Hanover Junction was an important connection between the Northern Central and passengers and freight arriving from Gettysburg, New Oxford, Littlestown, and Hanover.
The 3rd Pennsylvania Cavalry visits York County
The Hanover Branch Railroad’s station house at Hanover Junction, Pennsylvania, has been restored to approximate its 1863 appearance.
Background post: The Hanover Junction cavalry countermarch, an account of William Miller of the 3rd Pennsylvania Cavalry.
Among the Union cavalry troops in David M. Gregg’s division who visited Hanover Junction on July 1, 1863, was the 3rd Pennsylvania Cavalry, also known as the 60th Pennsylvania regiment. One of the earliest cavalry regiments to be mustered from the commonwealth, it was recruited during the spring and summer of 1861, under the direction of Colonel William H. Young. It was initially known as Young’s Light Kentucky Cavalry. Companies A, C, F, K and M were recruited in Philadelphia, with the majority of the rest of the men from Chester, Clinton, Allegheny, Delaware, and Schuylkill counties. Company D wasn’t from Pennsylvania at all; it had been recruited in Washington D.C. from residents of the District of Columbia.
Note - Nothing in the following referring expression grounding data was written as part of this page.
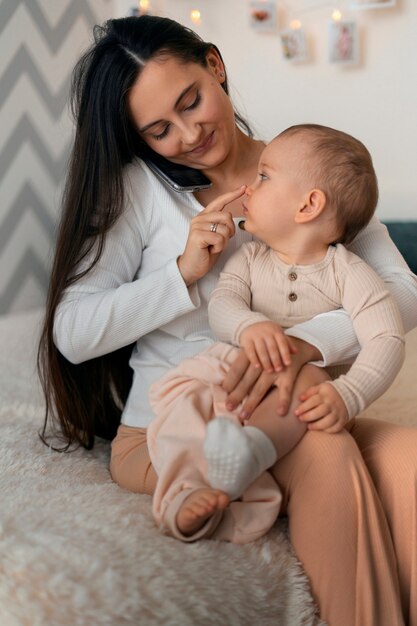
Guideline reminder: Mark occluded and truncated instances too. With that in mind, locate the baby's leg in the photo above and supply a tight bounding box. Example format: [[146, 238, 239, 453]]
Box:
[[204, 364, 330, 499], [247, 364, 331, 459]]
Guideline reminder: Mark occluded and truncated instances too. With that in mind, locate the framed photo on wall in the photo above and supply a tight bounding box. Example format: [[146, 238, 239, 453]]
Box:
[[328, 20, 359, 65], [280, 29, 309, 63], [349, 0, 396, 8], [249, 1, 277, 32]]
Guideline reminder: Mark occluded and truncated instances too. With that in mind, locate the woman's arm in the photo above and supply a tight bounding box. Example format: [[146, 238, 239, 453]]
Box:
[[54, 205, 199, 364], [54, 181, 241, 364], [349, 216, 417, 333], [285, 216, 417, 367]]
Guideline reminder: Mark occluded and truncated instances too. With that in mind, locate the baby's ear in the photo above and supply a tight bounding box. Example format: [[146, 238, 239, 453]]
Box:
[[295, 189, 326, 224]]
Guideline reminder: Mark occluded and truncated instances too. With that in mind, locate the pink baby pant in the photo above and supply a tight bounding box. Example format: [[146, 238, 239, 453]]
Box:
[[147, 341, 282, 543]]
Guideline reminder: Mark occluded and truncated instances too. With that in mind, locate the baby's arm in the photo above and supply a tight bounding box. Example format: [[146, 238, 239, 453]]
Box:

A few years after the war, the regimental historian briefly discussed the troopers’ activities in southwestern York County. This is one of the very few accounts that mentions the Union vanguard encountering stragglers from J.E.B. Stuart’s Confederate column and capturing them at Hanover Junction. Other stragglers from Stuart’s column had reached Gettysburg on July 1, where they were spotted by Jubal Early’s men.
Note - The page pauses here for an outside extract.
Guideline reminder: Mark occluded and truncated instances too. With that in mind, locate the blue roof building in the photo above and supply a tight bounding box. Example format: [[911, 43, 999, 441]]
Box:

“None but small parties of Confederates, chiefly stragglers, were encountered, for Kilpatrick, whose duty it was to cover the center and front of the advance of the army, had taken the direct and shorter road from Frederick, by way of Littlestown, and at Hanover had intercepted Stuart’s line of march, thus heading him off and compelling him to move over to the right in the direction of Dover and Carlisle. At Manchester the division again became united. That night some much needed sleep was snatched and something to eat, and shortly after daybreak of the next day (July i) we were again in the saddle.
The division continued its march, crossing the Mason-Dixon line into Pennsylvania. Upon reaching Hanover Junction, it was found that the railroad track had been destroyed and the telegraph wires cut, and the fag end of a portion of Stuart’s command was encountered and captured or dispersed. The main column halted for a short time at Hanover Junction, and a scouting party was sent out on the right flank in the direction of York. During the halt orders were received to send a brigade back on the road we had just traversed, for the purpose of guarding the rear of the army and protecting the trains which were to assemble at Westminster, and for the balance of the division to move in the direction of Gettysburg, where the army was concentrating.
Accordingly, Huey’s Brigade with Fuller’s Horse Battery started back for Manchester, while Mclntosh’s and Irvin Gregg’s Brigades with Randol’s Horse Battery, under General Gregg, together with Rank’s two guns and the Purnell Troop, continued on to Hanover, which was reached about one o’clock that night.
The march had been a terrible one, especially from Manchester to Hanover. We had previously been in the saddle on an average for twenty hours out of the twenty-four for three days, without sleep and with scarcely anything to eat for either man or horse. The intense heat at times was almost unbearable, the dust almost impenetrable. Horses by scores fell from exhaustion along the road.
The route in rear of the column toward the last presented a motley appearance. Officers and men, begrimed past recognition, tramped along on foot, leading their worn-out horses to save their strength, well knowing how much depended upon it. Dismounted cavalrymen, whose horses had fallen dead or dying, struggled along, some carrying their saddles and bridles in hopes of being able to beg, borrow, buy, or help themselves to fresh mounts, others without anything but their arms. All strained their energies in the one direction where they knew the enemy was to be found. The men of Rank’s section of artillery implored to be allowed to rest and get something to eat. Such hardships they had never before endured, but the rest denied to others was likewise denied to them.
But little time for rest or other bodily refreshment was allowed at Hanover, for by 3 o’clock next morning (July 2) we were off for Gettysburg as hard as we could march.”